Zaire's Prime Minister Seen With Large Suitcases ofCash

The Washington Post

Zaire's prime minister reportedly has converted all of the country's hard currency assets into $7 million in cash and appears to be preparing "for a speedy departure from Kinshasa with a couple of large suitcases of cash," according to a confidential State Department cable.

The cable sent to Washington by the U.S. Embassy here quotes "a well-informed source" in the Zairian financial community as saying that Gen. Likulia Bolongo, appointed prime minister last month by President Mobutu Sese Seko, drained the government's overseas petroleum accounts and has taken "personal control" of the assets.

The rebel Alliance of Democratic Forces for the Liberation of Congo-Zaire controls about three-fourths of this enormous central African country of 46 million and is now about 125 miles east of the capital.

According to the State Department cable, the source said Likulia asked for the country's hard-currency assets to be converted into cash late last month. After most of the money was shipped in from Europe - Zaire's commercial banks reportedly had only $700,000 in hard currency - a military armored car delivered the money to the prime minister's compound.

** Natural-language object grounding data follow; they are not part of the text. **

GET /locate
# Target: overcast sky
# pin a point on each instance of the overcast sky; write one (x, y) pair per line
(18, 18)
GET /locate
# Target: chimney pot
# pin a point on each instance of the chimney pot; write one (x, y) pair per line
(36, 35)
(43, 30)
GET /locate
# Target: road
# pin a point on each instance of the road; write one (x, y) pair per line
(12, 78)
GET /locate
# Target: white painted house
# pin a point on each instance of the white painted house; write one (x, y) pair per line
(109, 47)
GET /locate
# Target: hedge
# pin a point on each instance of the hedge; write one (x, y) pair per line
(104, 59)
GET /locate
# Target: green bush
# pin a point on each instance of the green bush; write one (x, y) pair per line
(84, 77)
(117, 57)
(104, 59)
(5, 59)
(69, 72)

Asian American Leaders Say Clinton Is Snubbing Them

Los Angeles Times

A group of Asian American political leaders, convening here for a major annual meeting, lashed out Thursday at President Clinton, charging they were being slighted by an administration they did so much to support.

Francey Lim Youngberg, executive director of the Congressional Asian Pacific American Caucus Institute, complained that Clinton - the keynote speaker at the group's last two annual meetings - is not attending this year's gathering.

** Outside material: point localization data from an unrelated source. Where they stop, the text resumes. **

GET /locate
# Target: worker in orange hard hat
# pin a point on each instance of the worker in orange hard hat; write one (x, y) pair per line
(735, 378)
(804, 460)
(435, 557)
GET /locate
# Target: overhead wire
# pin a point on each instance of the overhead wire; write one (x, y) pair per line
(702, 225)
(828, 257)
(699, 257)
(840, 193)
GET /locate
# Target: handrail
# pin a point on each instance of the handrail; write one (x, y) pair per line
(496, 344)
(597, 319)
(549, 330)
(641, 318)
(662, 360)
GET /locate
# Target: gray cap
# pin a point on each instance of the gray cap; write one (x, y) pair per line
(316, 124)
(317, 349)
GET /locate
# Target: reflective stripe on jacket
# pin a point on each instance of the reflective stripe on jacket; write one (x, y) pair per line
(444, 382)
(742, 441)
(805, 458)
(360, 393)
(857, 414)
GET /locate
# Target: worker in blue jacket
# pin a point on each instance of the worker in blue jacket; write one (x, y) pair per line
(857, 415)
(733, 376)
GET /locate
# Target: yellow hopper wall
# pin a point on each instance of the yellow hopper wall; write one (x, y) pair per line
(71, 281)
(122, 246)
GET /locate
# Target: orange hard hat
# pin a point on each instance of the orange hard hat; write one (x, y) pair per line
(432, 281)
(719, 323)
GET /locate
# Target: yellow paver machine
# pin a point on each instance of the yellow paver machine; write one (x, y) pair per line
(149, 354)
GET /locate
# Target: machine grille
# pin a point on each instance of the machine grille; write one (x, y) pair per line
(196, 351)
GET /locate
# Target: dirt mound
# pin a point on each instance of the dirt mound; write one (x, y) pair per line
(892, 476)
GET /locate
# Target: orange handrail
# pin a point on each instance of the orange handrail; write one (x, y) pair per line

White House officials noted that the president is in the middle of a major diplomatic trip to Mexico and Central America, but to many of the Asian American political leaders, his absence is a further sign that he is attempting to distance himself from them.

"We're being snubbed by the White House this year, and partially people feel it's a result of this political fund-raising controversy," Youngberg said.

The fund-raising scandal has focused largely on whether foreign interests, especially in Asia, sought to illegally funnel money to the Democratic National Committee during the 1996 election campaign.

Greenspan Hints Rates Will Hold

The Washington Post

Federal Reserve Chairman Alan Greenspan hinted in a speech Thursday night that the Fed won't raise interest rates again in the coming weeks if the very rapid pace of economic growth early this year slows as he expects.

Greenspan and other Fed officials have been predicting such a slowing, and a number of private economists said Thursday it appears to be occurring. After running at a torrid 5.6 percent inflation-adjusted rate in the first quarter, growth may drop to a 2 percent rate or less in the April to June period, they said.

The Fed chairman, in remarks prepared for an awards dinner at New York University's Stern School of Business, strongly defended the decision by central bank policymakers to raise short-term rates by a quarter of a percentage point in March even though there were no signs that inflation was increasing. He called the move "a form of insurance" against the possibility that growth might remain so high that it would cause inflation to accelerate later this year. A copy of the text was made available here.